Aftermath and Legacy
The Great Swamp Fight was a critical blow to the Narragansett tribe from which they never fully recovered. The Narragansetts were completely defeated when their chief sachem Canonchet was captured and executed in April 1676, then female sachem Queen Quaiapen drowned on 02 July attempting to cross a river. Philip was shot and killed on 12 August by John Alderman, an Indian soldier in the company of Benjamin Church.
A memorial marker was placed at the presumed site of the battle in 1906. The rough granite shaft stands about 20 feet high on a mound, erected by the Rhode Island Society of Colonial Wars to commemorate this battle. Four roughly squared granite markers stand around the mound engraved with the names of the colonies which took part in the encounter; two tablets on opposite sides of the shaft give additional data. The markers are near West Kingston, Rhode Island.
The dedication of the monument was attended by descendants of both sides of the battle.
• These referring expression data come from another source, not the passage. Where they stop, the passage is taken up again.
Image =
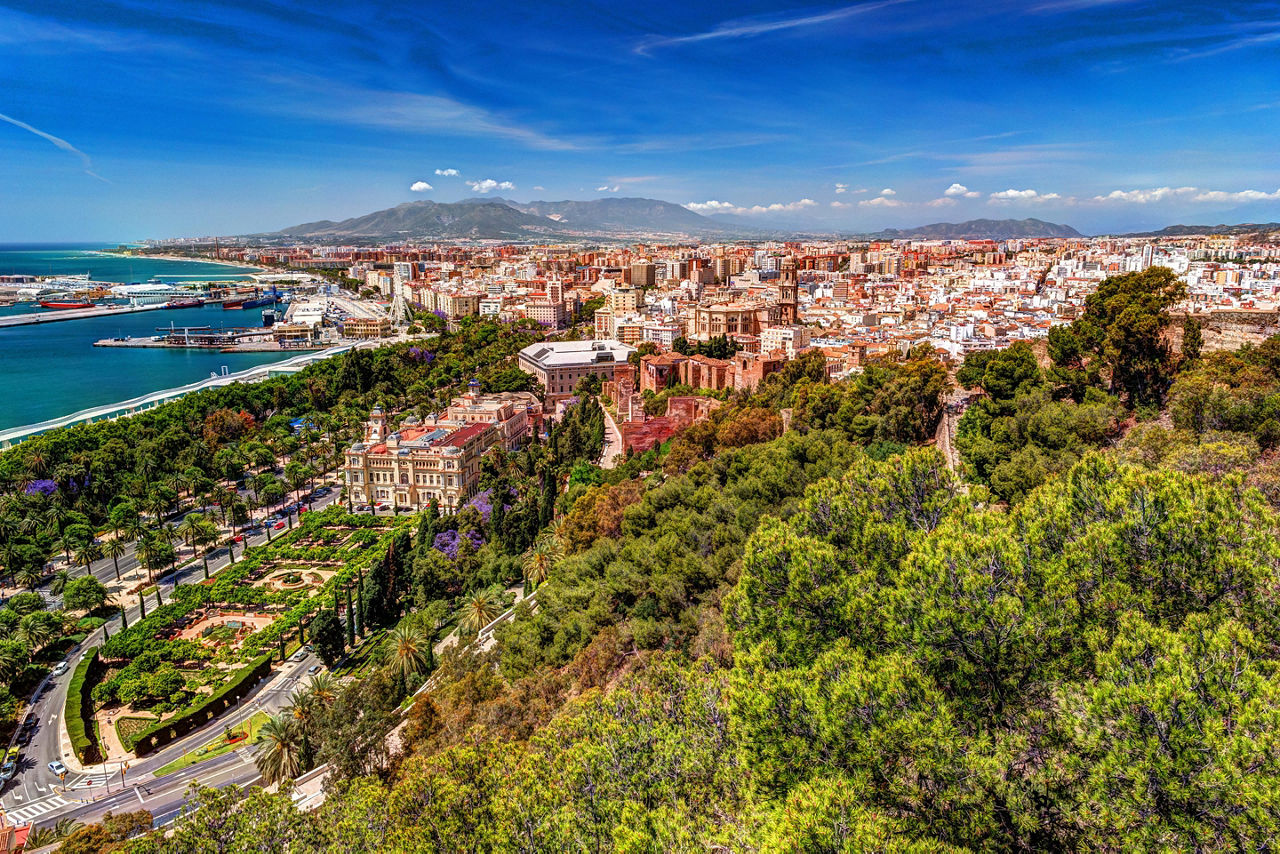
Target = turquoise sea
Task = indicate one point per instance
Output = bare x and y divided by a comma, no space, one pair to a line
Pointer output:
53,369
The dedication speaker, Rowland G. Hazard III, said of the monument, “We dedicate this rugged granite shaft, frost-riven from the native hills, untouched by the tool of man, as a fitting emblem of the rugged and unadorned Pilgrim and Puritan of 16 hundred and 75.” Three members of the modern Narragansett tribe pulled the veil from the stone.
A second marker was placed there in 1916 which has since gone missing.
In the 1930s, Narraganssett-Wampanoag scholar Princess Red Wing initiated an annual commemorative ceremony at the site of the battle.